I decide not to burden him with this. At best, the news of a Times reporter calling me at work to get dirt on our family will piss him off enough to chain-smoke the rest of the pack of cigarettes stuffed in his back pocket; at worst, he’d call him up himself and tell him to fuck off. And then Jansen would have his number, and we’d both be screwed.
“Well hey, your groom is waiting,” Cooper says, patting me twice on the back. He sidesteps me and starts walking down the porch stairs, toward the backyard. “You should get back inside.”
“You’re not gonna come in?” I ask, although I already know the answer.
“That’s enough socializing for me for one night,” he says. “See ya later, alligator.”
I smile, picking up my wineglass again and raising it to my chin. It never gets old hearing that childhood phrase escape the lips of my nearly middle-aged brother—jarring, almost, hearing the words in his adolescent voice, taking me back to decades ago when life was simple and fun and free.
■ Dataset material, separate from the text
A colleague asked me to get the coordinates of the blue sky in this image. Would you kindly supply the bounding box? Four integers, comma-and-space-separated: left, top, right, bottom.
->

But at the same time, it fits, because our world stopped spinning twenty years ago. We were left stranded in time, forever young. Just like those girls.
I down the rest of my wine and wave in his direction. The darkness has enveloped him now, but I know he’s still there. Waiting.
“In a while, crocodile,” I whisper, staring into the shadows.
The silence is broken then by the crunching of leaves beneath his feet, and within seconds, I know he’s gone.
JUNE 2019
CHAPTER SIX
My eyes snap open. My head is pounding, a rhythmic beating like a tribal drum making the room vibrate. I roll over in bed and glance at my alarm clock. Ten forty-five. How the hell did I sleep this late?
I sit up in bed and rub my temples, squinting at the brightness of our bedroom. When I had moved in here—back when it was my bedroom, not our bedroom, a house, not a home—I had wanted everything to be white. Walls, carpet, bedspread, curtains. White is clean, pure, safe.
But now, white is bright. Way, way too bright. The linen curtains hanging in front of the floor-to-ceiling windows are pointless, I realize, because they do nothing to mask the blinding sun that’s now beating down on my pillow. I groan.